The ultimate aim in this field is to find superconductors that can carry electricity at astonishing levels of efficiency, while operating at or near room temperature – something that is currently impossible. Other goals include batteries with energy-storage properties that rival gasoline and new thermoelectric mechanisms that can scavenge heat from the environment.

As a group of us were guided around the laboratory’s different research units, we talked to scientists working on all sorts of materials-related challenges, among them the evolution of silicon inks that mean solar-energy collectors can be printed onto plastic sheeting and amazing new structures that could be building blocks for 3D memories, that can store and process massively greater amounts of data than is currently possible.

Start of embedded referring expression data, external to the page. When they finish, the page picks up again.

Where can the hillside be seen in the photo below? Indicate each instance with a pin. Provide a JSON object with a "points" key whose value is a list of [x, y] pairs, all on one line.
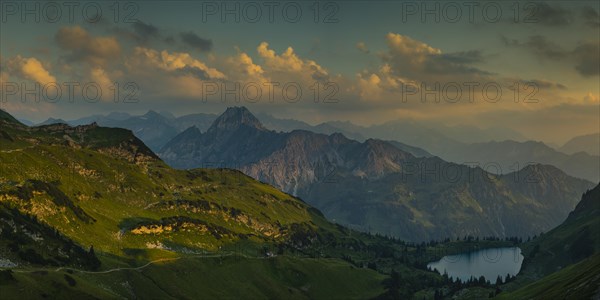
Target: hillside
{"points": [[374, 186], [563, 263], [160, 232]]}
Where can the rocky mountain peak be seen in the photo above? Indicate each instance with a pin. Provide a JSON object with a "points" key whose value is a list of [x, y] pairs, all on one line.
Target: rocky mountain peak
{"points": [[234, 118]]}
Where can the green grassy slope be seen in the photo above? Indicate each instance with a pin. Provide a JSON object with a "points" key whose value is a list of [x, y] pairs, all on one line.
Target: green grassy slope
{"points": [[102, 187], [577, 281], [206, 278]]}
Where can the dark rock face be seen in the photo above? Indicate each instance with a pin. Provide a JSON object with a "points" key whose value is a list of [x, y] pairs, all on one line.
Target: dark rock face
{"points": [[374, 186]]}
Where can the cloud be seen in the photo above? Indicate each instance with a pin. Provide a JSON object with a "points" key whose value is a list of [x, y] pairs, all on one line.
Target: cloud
{"points": [[241, 67], [591, 98], [552, 15], [587, 56], [101, 77], [362, 47], [30, 68], [178, 63], [196, 42], [145, 31], [539, 45], [96, 51], [590, 17], [289, 65], [416, 60]]}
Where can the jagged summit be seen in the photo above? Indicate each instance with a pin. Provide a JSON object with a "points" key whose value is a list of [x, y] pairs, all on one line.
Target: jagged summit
{"points": [[5, 116], [234, 118]]}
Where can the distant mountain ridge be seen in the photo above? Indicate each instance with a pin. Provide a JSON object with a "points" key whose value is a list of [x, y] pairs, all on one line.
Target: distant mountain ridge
{"points": [[497, 150], [375, 186]]}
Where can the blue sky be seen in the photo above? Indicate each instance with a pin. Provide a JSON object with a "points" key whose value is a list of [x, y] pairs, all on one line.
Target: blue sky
{"points": [[371, 52]]}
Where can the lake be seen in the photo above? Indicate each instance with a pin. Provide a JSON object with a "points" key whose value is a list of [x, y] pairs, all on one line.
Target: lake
{"points": [[488, 263]]}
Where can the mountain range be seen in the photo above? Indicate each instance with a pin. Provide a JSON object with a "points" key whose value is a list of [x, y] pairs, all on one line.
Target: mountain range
{"points": [[91, 212], [497, 150], [377, 187]]}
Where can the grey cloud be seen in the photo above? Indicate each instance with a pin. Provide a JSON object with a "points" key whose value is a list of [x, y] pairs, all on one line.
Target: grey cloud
{"points": [[590, 16], [145, 31], [587, 56], [545, 14], [196, 42]]}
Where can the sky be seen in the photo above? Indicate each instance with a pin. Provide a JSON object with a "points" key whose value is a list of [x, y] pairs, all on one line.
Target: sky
{"points": [[529, 66]]}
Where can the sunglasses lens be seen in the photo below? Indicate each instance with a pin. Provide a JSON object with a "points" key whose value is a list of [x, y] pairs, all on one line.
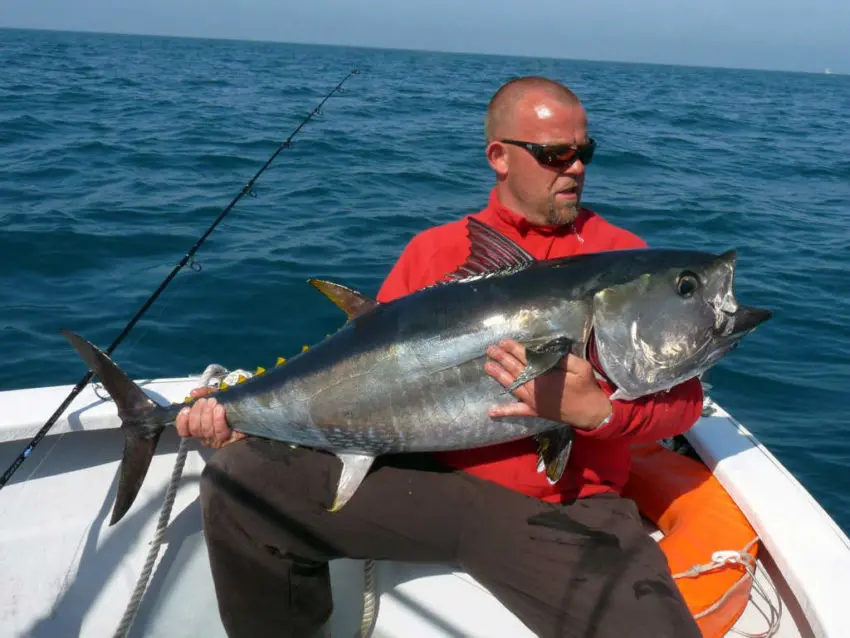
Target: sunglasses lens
{"points": [[560, 159]]}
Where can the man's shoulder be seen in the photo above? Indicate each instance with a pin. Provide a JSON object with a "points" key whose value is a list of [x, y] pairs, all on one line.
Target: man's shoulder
{"points": [[609, 234]]}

When I asked one of the Cavendish scientists how important the programme’s “sustainability” label was, he admitted that many of the experiments would have pushed ahead whatever label had been used – but that a lot of the scientists spotlighted the potential energy, raw material and environmental benefits of their research. 

And even the world’s top physicists accept that they have a great deal to learn from nature, from biology and ecosystems. Biology, as they put it, studies the only natural examples of systems that operate at the nanoscale, “using nanomachines for everything from photosynthesis to the transfer of energy through cells”. The aim here will be to replace today’s “top-down fabrication with bottom-up self-assembly of structures, using natural systems for inspiration”. 

One example we were shown was a project that uses nanofabrication to create identical copies of the scales that give the wonderful colours to butterfly wings, with the product covering areas of several square centimetres. Longer term, however, much of the challenge will involve producing materials that can be manufactured at low cost and used on a massive scale: using nanoscale products “that can be delivered by the tonne and by the hectare”.

The timescales being discussed are often in the decades. However, the Cavendish Laboratory is no stranger to urgent demands for new technologies in extraordinary circumstances. During the Second World War, for example, many of the Laboratory’s staff vanished into secret defence establishments – working on the development of such war-winning technologies as radar

The hope now must be that we have the time necessary to develop and deploy the new technologies Cavendish is working towards – and that David Harding’s money will help keep more top scientists hard at work on the science, rather than vanishing into the much better paid world of high finance.

 

John Elkington is executive chairman of Volans and non-executive director at SustainAbility.